The money, which will eventually be repaid through tolls, is meant to provide options to commuters when tolls begin in mid-2017. Layne said the “prudent thing” would be to add the extra money, given all of the pressures on the region’s traffic.
“We’re very cognizant of WMATA’s planned down time…so we’re looking at this in conjunction with other programs,” he added.
Other projects will be funded after tolls begin with the money remaining from toll revenue after paying for the initial projects and tolling construction and maintenance costs.
The Commonwealth Transportation Board, which sets state transportation policy and allocates money, will vote in mid-June to approve the list of projects submitted by the Northern Virginia Transportation Commission to help move more people through the I-66 corridor.
The commission is holding a public hearing Wednesday evening to take comments on which projects should be funded in the plan. An open house begins at 4:30 p.m. in the glass-enclosed room on the plaza outside the Wiehle-Reston East Metro Station, with the official public hearing beginning at 6 p.m.
The commission votes June 2; and the first grant agreements could be executed in July.

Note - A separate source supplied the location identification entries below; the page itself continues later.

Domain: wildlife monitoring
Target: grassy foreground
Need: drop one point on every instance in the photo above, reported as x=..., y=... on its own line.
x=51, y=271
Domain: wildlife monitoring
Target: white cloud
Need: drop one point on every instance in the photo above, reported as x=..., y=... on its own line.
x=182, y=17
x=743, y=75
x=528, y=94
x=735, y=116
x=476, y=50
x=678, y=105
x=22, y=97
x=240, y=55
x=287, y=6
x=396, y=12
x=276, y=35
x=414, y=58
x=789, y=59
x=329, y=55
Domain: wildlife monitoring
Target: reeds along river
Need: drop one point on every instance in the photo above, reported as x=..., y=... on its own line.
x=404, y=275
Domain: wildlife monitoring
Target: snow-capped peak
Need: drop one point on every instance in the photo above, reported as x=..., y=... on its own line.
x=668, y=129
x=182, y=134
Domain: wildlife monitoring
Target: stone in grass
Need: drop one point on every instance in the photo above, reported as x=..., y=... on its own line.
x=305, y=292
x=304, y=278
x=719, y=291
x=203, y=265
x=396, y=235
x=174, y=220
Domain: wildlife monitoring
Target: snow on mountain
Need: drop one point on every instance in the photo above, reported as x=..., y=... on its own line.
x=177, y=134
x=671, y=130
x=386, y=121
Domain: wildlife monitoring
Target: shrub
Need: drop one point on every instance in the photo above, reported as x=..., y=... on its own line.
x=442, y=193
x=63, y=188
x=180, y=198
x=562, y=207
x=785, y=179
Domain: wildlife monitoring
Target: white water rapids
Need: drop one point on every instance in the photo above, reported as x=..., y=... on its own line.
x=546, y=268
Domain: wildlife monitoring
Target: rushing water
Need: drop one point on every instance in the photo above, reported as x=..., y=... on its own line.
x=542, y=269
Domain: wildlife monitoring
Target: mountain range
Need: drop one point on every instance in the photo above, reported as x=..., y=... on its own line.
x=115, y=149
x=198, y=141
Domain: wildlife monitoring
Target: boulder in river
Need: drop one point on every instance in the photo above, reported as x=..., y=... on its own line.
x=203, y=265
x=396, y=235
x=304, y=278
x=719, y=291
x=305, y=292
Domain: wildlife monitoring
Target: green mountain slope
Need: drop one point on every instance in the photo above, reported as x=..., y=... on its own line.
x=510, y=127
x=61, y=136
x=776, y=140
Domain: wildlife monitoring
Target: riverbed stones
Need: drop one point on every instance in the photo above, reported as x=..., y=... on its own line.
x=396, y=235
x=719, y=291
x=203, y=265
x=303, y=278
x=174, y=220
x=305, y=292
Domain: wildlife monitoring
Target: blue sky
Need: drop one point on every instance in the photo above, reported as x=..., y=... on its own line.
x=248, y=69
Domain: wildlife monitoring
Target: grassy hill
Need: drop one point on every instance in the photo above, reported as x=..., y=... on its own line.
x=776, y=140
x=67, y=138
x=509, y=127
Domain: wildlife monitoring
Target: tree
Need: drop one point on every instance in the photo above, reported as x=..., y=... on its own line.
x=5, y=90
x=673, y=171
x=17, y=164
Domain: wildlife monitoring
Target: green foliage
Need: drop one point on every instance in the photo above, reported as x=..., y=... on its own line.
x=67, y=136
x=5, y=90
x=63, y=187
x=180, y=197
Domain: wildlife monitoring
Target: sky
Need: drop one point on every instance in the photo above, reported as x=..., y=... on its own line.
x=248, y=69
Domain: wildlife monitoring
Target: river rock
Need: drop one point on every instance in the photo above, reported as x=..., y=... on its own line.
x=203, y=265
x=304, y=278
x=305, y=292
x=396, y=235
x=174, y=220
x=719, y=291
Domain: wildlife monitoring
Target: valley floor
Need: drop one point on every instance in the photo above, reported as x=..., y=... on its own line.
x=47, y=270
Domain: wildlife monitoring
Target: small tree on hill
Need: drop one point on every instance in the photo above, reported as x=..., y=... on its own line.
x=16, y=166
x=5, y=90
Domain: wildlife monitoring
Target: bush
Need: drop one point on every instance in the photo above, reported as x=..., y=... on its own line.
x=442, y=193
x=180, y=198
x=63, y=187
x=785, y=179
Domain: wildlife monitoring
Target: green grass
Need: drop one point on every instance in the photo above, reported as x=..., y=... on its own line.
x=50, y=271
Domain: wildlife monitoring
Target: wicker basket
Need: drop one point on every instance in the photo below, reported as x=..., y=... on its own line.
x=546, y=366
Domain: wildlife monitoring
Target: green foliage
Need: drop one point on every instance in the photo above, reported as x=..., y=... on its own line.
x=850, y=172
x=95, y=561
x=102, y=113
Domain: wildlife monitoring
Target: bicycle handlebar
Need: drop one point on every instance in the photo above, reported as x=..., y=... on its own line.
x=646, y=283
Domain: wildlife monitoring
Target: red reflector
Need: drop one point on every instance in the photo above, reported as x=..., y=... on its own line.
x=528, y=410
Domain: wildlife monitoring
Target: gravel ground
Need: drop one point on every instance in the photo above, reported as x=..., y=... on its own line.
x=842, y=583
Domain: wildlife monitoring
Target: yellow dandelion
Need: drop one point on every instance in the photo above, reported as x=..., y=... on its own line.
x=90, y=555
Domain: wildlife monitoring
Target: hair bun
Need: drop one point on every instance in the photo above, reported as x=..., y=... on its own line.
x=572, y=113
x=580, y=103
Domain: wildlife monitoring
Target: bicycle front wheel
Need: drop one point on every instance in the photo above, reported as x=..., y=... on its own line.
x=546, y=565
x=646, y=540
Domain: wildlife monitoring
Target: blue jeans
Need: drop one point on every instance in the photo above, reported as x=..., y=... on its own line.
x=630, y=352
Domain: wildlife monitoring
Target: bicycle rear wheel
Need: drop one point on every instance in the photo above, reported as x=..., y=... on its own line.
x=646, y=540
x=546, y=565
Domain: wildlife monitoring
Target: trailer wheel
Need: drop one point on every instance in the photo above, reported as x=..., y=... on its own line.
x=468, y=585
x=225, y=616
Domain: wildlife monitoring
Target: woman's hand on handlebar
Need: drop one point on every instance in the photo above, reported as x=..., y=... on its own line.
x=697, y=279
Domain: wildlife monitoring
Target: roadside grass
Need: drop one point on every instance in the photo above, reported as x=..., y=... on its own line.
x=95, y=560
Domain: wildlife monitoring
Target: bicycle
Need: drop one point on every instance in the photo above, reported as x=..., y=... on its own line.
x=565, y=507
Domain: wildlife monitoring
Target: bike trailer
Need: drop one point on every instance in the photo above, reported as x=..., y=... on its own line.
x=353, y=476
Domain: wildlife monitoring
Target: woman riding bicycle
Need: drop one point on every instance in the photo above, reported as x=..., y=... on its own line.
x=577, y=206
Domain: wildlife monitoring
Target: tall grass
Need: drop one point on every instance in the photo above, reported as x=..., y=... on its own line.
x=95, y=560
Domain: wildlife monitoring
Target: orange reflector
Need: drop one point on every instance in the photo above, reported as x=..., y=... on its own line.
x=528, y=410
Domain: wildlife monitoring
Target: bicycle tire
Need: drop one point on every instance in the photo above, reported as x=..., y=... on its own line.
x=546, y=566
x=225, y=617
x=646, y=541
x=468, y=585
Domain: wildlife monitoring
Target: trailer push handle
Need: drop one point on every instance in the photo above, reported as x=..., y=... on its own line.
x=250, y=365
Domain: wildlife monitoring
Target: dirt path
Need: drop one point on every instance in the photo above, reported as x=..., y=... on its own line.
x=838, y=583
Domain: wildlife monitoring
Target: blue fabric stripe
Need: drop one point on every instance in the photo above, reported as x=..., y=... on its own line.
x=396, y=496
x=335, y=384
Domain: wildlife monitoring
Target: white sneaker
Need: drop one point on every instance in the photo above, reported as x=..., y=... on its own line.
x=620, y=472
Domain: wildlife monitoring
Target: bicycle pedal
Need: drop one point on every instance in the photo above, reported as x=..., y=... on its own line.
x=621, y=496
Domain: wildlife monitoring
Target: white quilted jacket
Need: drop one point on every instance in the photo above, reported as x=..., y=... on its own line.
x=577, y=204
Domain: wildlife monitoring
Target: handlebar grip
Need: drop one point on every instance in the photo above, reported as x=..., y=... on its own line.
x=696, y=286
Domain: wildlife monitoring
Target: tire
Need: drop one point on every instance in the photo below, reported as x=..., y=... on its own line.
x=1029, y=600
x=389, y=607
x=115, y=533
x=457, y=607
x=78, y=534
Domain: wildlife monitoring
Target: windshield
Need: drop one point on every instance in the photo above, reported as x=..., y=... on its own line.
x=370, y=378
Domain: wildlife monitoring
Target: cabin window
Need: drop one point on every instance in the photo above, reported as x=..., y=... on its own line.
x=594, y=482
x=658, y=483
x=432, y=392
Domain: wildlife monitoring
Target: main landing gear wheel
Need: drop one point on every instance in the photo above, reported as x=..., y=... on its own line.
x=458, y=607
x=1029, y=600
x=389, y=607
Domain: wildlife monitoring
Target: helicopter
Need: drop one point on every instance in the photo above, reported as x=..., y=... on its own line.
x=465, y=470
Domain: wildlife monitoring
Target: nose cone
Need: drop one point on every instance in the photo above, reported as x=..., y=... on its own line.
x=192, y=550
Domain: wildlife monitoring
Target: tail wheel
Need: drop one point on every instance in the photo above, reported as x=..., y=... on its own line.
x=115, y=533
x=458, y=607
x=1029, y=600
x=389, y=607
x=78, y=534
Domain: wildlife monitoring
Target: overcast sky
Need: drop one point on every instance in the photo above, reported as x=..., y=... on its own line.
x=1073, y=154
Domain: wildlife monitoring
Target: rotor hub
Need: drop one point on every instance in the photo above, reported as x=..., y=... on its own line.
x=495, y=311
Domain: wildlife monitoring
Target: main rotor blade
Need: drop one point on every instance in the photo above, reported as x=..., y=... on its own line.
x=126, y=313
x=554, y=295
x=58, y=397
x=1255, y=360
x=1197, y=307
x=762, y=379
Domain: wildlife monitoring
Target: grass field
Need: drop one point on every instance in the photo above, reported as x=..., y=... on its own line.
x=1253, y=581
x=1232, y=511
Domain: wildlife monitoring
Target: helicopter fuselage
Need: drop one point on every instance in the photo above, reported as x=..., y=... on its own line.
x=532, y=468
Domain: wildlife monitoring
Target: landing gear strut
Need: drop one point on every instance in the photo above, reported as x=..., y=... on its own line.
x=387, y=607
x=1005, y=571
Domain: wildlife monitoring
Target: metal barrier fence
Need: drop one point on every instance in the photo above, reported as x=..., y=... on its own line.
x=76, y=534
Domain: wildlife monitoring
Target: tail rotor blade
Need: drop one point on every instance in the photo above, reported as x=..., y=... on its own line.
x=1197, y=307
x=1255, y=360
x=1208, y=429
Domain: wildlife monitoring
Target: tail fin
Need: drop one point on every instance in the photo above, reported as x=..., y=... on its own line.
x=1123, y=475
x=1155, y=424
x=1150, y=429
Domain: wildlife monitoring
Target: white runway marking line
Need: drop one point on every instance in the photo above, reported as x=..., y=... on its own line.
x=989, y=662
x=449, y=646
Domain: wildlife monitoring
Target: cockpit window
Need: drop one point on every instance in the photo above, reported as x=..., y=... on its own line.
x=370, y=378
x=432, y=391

Just a few months after tolls begin next summer for solo drivers inside the Capital Beltway during an expanded rush hour, construction will begin to widen I-66 Eastbound between the Dulles Connector Road and Ballston.
While the funding for that is now no longer coming from toll revenue, Deputy Transportation Secretary Nick Donohue believes it will have a big impact on drivers who do not find another way around.
“Construction was going to be about five to 10 years down the road,” he said. “That construction is now going to start about six months after the tolling goes in place and so you’re going to have a lot of changes on that roadway.”
He added, “And because the construction is going to be within the existing right of way, I think we are likely going to hear from the folks in that corridor that we need to find ways to get more service on the ground up front because of the lane shifts and the other congestion and impacts that are going to happen.”
The construction is expected to last about two years.
Shortly after that, separate 24/7 toll lanes are expected to open in each direction between the Beltway and Gainesville, Virginia. Like the I-95 express lanes, those lanes outside the Beltway will be free with three people in the car.
Comments on the possible projects can be submitted through 5 p.m. on May 23.